I was trying to buy something on iTunes the other day, and it prompted me to agree to Apple’s new “Terms and Conditions.” On my iTouch, the Terms occupied 62 screens of text. So I emailed the Terms to myself and, in the meantime, clicked “I Agree.”

Turns out the Terms are 16,914 words. (Switch, a normal-sized nonfiction book, is about 73,000 words.) Let’s assume that people can read and comprehend the Terms at a speed of 200 wpm. (That’s the lower end of the “reading for comprehension” speed range cited on Wikipedia, which should be a fair estimate given the quality of the prose, which makes an IRS form seem like a bodice-ripper.) At that rate, it would take about 85 minutes just to read the Terms.

These New Terms, by the way, come on the heels of the Old New Terms (from March 31), which were 15,170 words. With quarterly updates of the Terms, the average iTunes customer would need to spend a full work day annually just reading legalese. (That’s an 8-hour shift minus an hour for lunch and another for Facebook.) By way of comparison, you can rent a car or bungee-jump by agreeing to a one-page contract.

There’s no sense in getting riled up about something so small, but it just makes you ponder this fact: Dozens of Apple executives have studied this situation and concluded that this is a perfectly reasonable thing to expect your customers to do (that is, either sign a contract blindly or spend a day annually reading legalese).
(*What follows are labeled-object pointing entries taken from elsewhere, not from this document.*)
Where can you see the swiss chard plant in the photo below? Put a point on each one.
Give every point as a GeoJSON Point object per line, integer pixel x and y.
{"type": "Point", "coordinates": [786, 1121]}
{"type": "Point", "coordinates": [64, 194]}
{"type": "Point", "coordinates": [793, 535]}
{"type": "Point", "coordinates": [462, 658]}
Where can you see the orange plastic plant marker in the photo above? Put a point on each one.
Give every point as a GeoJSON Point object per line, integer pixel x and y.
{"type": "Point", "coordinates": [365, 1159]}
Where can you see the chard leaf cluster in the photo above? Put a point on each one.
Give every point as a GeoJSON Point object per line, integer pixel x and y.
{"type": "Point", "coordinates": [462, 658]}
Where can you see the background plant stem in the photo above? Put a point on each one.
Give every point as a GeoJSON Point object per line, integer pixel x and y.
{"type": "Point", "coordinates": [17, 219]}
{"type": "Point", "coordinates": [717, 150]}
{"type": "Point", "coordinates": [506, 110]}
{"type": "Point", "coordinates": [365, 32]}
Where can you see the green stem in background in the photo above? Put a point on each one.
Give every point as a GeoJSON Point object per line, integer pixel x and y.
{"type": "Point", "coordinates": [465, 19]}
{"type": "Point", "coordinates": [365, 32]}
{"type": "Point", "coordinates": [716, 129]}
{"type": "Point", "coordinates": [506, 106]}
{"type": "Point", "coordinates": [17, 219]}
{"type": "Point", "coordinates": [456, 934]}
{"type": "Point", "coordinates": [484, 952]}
It is possible, by the way, to create non-shameful contracts: Check out Dropbox’s latest Terms, which includes lines like this: “The Services provide features that allow you to share your stuff with others or to make it public. There are many things that users may do with that stuff (for example, copy it, modify it, re-share it). Please consider carefully what you choose to share or make public.”